Wetsuit construction terminology can be confusing. There are several different ways to stitch a wetsuit together. Here is the most common things you will come across.
1. Overlock Stitching
Overlock stitching is the LEAST EXPENSIVE and least effective form of wetsuit stitching. The Two edges of neoprene are rolled together with stitching lightly around them. This forms a ridge inside the wet suit that is both uncomfortable and it also allows water to penetrate the seam.
Lomo Watersport do not use overlock stitching on any of our wet suits.
2. Flatlock Stitching
Achieved by lapping the neoprene together, this creates a FLAT, COMFORTABLE SEAM but it also allows water to penetrate slightly. Only suitable for Wetsuits up to 3mm thick and summer conditions. Flatlock is identified by a band of interlocked thread on both sides of the suit, sometimes in contrasting thread colour for visual effect.
Flatlock stitching is used on our Summer range of wetsuits.
3. Blind Stitching
Produced by gluing and then butting together the two adjoining pieces of neoprene, followed by stitching that does not penetrate through to the other side of the neoprene. This is a watertight method of construction and is also the most comfortable option, most winter Wetsuits should be made this way.

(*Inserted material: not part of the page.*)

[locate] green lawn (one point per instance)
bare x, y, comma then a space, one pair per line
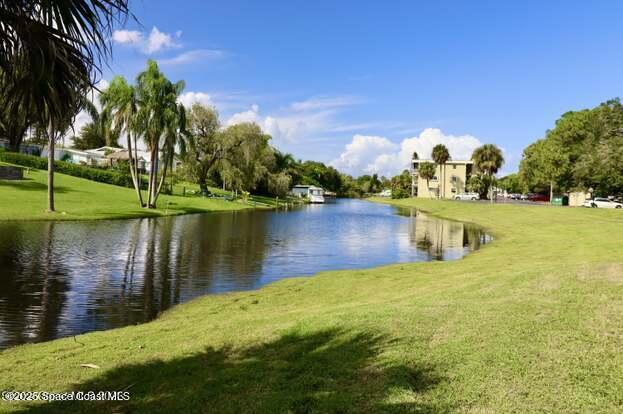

Lomo Watersport use blind stitching on our winter wetsuits and often used double blind stitching and gluing of seams to further strengthen and seal our wetsuit seams.
4. Liquid Seams
Some wetsuits take blind stitched seams and add a further layer of rubber compound to the outside which can further improve the reduction in water penetration.
Types of Neoprene
There are also many different types of neoprene you will come across.ar.
1. Nylon 2 Neoprene
This is neoprene rubber with Nylon bonded to both the inside and outside of the material. This increases the durability of the Neoprene.
This type of neoprene can also be referred to as ‘Double Lined Neoprene’.
2. Smoothskin Neoprene
This has no coating on it and is used for internal ankle and cuff seals. It is also frequently used for swimming wetsuits where it’s smooth surface creates less drag in the water. However it is less durable than Nylon covered neoprene which makes swimming wetsuit much less wear resistant than a regular wetsuit.
3. 3mm Neoprene
This thickness is suitable for Summer wet suits.